Friday, December 19, 2008

Maps

It’s frightening to think where I’d be right now without music. I’ve been without a band for far too long and my time lately is too pressed to practice as much as I’d like, but my guitar, my heroes, and all their songs have still managed to be there when I’ve needed them most. I remember the week after my first chemo treatment; I came home from a lousy day at work. I felt fatigued from the drugs, weary from my mind-numbing job, and I knew exactly what I needed. When I got home, I went straight for my amplifier. I turned the volume up as loud I could stand – to hell with my neighbors – and played along to the Ramones until my hands went numb.

Two Ramones died from cancer. As a matter of fact, Joey died of lymphoma. For some reason, it’s sadder knowing that than not knowing exactly how he died. I wish I could repay him because, without songs like the ones he helped create, I’m not sure how I’d make it through my own ordeal with this disease. Whatever. Now my head bangs and my right hand strums harder thinking that Joey’s shouting “Hey ho let’s go!” from his perch in Rock ‘n’ Roll Heaven while I do my best impression of Johnny.

***

The more things I went through this year, the more songs I added to my DO NOT PLAY list. The songs on that list are the ones I love dearly, but can’t listen to because of the memories they conjure and the associations they carry with them. This past weekend, though, as things started to settle for the first time in ages, I found myself able to listen to certain songs on that list again. The memories and associations were still there, but they didn’t come first. That meant that I got to be a fan again.

On Saturday night, I sat down with my notebook and listened to the song “Maps” by Yeah Yeah Yeahs on repeat. I don’t know how long I sat there writing like that; it could have been hours. For so long, that song led me astray whenever I heard it. Gentle, wild, maddeningly beautiful as it is, it was aural hemlock to me for months.

I can’t tell you all the reasons why without revealing certain names and disclosing events that need not be aired right here, but I remember exactly when it started. I was in LA last March. I walked into a tattoo shop on Hollywood Boulevard with my former boss. We were supposed to be on a sales call – the old, fat Jew mini-entrepreneur with his disinterested young Ecuadorian apprentice – but I clocked out the second I entered the shop and heard a familiar voice. It was Karen O, lead vocalist for Yeah Yeah Yeahs, singing more sweetly and with more vulnerability than I’d ever heard from her.

“Wait, they don’t love you like I love you...”

…Was all I heard in front of a gentle rockabilly drum beat and a deceptively unassuming guitar melody. She sang soft and low at first then, all of a sudden, her voice leapt an octave as she began shouting her proclamation from West Village rooftop during a summer storm. She drew blood from my heart with each repetition.

Almost immediately after that, I embarked on a heartbreaking odyssey, and “Maps” was the closing song on the soundtrack. Night after night, I’d drive aimlessly for hours, holding back tears in a green haze as the song blasted from my stereo. In my tortured-euphoric state, I’d ascend along the guitar melody until I reached the cloud from which Karen O sang that hypnotic chorus:

“Wait, they don’t love you like I love you…”

Sometimes it’s impossible to tell whether something is saving or killing you.

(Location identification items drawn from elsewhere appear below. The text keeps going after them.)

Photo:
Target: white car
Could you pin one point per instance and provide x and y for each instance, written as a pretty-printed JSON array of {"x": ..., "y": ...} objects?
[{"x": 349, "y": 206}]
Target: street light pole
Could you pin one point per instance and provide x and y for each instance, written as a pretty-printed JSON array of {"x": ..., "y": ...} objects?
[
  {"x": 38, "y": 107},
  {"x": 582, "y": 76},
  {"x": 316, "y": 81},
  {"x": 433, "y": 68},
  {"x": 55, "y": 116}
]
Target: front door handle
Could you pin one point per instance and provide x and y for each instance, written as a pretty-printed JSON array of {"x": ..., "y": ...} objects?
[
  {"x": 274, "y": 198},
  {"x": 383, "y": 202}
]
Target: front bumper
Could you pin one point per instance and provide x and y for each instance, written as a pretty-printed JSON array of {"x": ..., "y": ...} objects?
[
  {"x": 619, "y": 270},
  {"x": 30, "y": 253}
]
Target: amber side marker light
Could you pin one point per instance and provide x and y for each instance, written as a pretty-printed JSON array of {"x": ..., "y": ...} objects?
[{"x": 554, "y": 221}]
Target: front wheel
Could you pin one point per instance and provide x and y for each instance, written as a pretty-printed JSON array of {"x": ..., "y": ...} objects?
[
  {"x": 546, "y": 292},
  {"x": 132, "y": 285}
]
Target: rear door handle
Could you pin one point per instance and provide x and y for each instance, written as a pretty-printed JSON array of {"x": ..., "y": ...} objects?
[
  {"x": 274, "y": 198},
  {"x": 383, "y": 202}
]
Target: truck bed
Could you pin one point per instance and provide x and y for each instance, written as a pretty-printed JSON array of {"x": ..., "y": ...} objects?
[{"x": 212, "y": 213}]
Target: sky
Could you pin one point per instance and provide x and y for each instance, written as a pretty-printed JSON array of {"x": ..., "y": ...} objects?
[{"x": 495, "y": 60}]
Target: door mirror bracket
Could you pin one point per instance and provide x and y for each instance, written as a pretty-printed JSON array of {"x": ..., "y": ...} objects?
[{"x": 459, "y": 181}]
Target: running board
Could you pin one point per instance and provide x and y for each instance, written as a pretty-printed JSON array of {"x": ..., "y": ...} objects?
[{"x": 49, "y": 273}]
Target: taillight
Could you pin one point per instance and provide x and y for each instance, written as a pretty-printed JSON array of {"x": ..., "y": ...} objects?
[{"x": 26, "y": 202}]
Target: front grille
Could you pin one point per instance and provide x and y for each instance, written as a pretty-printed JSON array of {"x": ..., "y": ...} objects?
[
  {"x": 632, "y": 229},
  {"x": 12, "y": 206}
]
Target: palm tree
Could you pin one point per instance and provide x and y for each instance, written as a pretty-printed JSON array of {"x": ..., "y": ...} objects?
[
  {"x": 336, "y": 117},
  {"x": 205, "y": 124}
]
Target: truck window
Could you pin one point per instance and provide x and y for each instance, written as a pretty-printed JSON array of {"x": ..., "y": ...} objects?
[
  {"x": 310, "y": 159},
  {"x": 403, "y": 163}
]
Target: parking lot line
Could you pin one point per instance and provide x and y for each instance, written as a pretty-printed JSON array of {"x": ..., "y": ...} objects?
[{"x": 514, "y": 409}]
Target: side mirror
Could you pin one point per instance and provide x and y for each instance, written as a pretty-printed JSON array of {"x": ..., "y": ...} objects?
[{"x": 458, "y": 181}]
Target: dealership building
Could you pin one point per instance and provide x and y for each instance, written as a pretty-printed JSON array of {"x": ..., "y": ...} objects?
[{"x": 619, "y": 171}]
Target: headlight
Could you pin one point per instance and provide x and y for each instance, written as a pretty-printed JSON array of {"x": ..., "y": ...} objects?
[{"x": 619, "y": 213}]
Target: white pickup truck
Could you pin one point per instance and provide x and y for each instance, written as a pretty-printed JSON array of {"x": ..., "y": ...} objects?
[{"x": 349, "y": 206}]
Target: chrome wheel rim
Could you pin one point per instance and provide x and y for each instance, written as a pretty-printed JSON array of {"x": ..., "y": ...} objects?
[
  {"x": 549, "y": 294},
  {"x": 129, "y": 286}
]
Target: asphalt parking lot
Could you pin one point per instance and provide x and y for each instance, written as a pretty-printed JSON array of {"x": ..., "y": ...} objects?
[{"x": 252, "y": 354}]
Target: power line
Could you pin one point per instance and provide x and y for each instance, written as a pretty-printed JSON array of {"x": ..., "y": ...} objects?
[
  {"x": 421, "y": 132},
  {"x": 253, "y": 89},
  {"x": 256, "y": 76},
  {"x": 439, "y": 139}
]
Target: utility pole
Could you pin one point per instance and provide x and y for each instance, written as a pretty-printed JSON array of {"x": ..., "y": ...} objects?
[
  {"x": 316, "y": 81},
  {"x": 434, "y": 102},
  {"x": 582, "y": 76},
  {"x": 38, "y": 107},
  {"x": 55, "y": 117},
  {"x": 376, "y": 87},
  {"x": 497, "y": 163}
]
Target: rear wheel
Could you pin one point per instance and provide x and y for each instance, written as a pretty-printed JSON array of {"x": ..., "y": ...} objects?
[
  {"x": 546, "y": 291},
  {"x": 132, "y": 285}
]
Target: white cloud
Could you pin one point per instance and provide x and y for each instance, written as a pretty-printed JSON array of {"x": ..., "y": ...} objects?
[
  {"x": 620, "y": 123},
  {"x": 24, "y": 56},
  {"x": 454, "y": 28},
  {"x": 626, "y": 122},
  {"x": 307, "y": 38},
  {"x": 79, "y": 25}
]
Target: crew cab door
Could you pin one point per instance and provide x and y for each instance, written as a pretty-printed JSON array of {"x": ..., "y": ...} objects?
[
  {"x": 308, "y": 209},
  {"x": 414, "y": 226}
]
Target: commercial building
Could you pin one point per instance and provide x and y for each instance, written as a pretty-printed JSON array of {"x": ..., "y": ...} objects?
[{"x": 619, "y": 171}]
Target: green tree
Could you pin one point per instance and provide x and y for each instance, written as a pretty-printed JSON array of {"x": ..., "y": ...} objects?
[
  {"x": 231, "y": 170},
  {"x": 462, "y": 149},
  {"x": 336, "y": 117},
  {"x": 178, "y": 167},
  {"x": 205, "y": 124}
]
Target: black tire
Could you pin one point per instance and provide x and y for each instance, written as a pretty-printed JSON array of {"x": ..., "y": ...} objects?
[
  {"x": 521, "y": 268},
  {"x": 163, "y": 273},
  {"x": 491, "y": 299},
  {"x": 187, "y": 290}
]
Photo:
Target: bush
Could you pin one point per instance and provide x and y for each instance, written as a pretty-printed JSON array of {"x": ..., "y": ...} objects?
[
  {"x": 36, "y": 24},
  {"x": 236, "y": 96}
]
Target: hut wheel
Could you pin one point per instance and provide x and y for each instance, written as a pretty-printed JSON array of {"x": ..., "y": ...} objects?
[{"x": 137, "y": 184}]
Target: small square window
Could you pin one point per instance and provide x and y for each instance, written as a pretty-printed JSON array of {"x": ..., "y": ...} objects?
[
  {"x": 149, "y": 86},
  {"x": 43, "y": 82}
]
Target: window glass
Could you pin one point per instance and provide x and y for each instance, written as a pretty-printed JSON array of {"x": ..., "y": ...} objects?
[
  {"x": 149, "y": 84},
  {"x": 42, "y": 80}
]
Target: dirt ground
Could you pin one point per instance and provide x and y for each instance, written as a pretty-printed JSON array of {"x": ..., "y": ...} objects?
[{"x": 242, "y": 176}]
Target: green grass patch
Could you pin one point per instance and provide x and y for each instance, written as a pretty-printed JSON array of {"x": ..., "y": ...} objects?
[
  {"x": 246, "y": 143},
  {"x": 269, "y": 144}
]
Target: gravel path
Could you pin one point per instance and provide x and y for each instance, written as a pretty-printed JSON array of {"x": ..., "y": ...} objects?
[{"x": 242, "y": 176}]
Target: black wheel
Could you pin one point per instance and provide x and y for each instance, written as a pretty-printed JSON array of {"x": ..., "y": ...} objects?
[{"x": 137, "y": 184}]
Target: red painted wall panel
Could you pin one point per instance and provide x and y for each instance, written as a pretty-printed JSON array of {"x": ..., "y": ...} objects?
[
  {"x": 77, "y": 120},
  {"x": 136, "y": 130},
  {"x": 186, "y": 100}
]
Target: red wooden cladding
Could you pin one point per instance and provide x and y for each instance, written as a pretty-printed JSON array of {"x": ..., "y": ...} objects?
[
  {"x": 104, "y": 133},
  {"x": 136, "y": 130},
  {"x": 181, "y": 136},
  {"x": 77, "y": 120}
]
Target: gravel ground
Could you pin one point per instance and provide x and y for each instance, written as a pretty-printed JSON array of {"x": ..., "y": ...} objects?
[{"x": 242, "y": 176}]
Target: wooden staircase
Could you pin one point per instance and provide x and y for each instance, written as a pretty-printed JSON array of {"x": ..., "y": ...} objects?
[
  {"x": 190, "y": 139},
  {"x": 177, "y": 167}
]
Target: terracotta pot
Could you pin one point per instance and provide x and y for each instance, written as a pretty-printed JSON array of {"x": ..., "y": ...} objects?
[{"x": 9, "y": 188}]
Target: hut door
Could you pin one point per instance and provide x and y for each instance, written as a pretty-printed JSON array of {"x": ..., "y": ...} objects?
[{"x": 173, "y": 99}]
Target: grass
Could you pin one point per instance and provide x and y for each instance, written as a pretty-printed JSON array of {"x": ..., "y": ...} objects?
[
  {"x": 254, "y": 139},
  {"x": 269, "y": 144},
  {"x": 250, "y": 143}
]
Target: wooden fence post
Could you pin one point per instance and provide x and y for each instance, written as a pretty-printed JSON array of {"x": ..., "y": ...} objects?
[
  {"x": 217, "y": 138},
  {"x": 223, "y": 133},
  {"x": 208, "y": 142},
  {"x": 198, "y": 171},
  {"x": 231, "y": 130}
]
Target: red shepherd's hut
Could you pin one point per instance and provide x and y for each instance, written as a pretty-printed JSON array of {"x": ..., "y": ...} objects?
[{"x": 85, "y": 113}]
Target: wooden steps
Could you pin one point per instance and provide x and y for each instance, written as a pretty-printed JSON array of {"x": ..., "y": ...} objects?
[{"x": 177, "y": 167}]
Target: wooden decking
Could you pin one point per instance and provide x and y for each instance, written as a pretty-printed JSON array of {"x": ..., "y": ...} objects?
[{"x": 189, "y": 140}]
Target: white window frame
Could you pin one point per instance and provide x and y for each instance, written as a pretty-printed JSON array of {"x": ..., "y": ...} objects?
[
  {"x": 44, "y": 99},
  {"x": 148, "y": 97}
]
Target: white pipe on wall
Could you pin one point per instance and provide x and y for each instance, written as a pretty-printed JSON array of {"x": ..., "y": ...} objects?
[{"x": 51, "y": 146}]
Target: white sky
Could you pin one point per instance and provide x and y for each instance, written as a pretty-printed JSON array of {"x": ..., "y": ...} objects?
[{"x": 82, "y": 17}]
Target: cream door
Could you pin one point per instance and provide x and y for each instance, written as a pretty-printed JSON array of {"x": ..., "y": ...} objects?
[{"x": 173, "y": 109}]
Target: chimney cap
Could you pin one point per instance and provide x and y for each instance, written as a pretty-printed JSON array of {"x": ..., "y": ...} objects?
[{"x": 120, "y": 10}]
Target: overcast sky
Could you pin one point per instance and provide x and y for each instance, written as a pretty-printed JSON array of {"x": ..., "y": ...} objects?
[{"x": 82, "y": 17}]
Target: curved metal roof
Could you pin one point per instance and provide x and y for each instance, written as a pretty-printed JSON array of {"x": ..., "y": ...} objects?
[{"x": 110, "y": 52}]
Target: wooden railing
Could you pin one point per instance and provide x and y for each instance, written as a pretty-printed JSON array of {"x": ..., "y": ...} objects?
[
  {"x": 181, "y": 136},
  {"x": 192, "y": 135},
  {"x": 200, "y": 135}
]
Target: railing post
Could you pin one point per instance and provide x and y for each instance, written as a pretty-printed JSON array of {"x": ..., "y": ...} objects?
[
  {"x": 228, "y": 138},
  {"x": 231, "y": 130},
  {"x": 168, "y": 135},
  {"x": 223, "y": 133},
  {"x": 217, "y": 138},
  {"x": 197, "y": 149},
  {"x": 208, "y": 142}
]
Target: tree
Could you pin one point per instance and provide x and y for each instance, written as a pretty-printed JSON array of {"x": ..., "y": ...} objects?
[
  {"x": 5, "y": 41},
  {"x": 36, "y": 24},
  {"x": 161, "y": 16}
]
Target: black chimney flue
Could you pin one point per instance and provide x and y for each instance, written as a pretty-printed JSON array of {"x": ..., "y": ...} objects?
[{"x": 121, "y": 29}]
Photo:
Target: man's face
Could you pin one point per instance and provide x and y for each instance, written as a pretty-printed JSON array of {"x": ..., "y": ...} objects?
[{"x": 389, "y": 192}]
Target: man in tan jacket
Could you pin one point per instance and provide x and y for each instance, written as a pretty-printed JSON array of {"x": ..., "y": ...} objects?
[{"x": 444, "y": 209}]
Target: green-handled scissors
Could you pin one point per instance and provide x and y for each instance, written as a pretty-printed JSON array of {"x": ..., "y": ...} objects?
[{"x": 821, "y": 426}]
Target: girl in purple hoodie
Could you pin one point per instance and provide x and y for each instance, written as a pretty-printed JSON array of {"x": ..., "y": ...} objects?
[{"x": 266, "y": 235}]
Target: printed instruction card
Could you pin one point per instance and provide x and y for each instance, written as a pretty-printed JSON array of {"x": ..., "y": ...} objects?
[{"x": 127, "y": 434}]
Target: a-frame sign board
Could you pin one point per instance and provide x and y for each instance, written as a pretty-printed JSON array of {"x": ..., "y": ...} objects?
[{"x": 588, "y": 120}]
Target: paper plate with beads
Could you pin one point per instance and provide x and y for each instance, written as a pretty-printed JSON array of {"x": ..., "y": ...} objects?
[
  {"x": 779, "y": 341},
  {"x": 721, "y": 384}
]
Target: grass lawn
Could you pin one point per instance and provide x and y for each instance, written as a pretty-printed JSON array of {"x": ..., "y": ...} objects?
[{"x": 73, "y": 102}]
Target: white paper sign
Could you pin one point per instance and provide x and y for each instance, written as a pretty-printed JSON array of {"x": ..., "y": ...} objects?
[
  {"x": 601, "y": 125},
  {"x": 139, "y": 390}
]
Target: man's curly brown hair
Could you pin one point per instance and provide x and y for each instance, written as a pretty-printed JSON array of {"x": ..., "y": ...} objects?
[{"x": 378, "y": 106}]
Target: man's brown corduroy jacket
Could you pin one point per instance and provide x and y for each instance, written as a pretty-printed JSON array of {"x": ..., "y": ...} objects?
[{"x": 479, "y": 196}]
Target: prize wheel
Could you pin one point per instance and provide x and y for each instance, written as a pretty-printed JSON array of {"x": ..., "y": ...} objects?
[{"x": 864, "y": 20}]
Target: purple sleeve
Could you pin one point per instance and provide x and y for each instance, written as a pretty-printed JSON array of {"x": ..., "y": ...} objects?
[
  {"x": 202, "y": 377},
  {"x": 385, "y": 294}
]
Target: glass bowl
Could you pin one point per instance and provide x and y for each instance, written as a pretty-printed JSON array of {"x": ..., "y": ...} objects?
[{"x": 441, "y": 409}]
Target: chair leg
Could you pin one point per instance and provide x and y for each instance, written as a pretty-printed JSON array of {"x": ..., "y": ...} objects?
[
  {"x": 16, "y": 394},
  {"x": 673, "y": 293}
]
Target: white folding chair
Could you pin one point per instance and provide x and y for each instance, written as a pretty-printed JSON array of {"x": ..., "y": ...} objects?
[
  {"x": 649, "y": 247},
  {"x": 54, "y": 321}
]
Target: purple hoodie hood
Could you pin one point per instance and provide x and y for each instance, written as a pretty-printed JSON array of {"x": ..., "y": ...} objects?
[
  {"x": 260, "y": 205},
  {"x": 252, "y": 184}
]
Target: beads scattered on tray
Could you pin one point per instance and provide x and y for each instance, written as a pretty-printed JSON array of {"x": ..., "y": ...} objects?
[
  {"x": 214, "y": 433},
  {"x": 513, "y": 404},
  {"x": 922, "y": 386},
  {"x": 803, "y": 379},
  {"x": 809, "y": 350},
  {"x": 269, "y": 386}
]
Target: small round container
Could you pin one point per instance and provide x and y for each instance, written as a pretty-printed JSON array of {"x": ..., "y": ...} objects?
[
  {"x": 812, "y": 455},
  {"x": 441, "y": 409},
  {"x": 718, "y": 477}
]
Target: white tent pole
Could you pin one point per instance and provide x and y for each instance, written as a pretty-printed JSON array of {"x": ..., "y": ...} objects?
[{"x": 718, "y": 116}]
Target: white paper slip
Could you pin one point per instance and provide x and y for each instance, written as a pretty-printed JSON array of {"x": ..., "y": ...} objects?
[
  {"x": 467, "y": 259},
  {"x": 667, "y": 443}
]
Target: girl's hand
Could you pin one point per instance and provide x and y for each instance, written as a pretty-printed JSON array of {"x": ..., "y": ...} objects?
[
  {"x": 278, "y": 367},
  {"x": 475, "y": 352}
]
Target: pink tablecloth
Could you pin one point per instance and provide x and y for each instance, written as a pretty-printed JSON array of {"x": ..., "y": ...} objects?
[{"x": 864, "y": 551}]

This past Saturday was the first time I’ve been able to listen to this song without feeling so pained. Again, I recognized the same things that hurt before, but first I recognized the song’s beauty and power. It was as it should be when you love a song; just me and the band. That tells me things are getting better, and it makes me excited about the possibility of new, better memories and associations I’ll make with songs that I already love and songs I have yet to hear. That’s what is so wonderful about music: It is infinite. You could spend eternity trying to discover all the great things it has to offer, and it is there for every turn and nuance in life.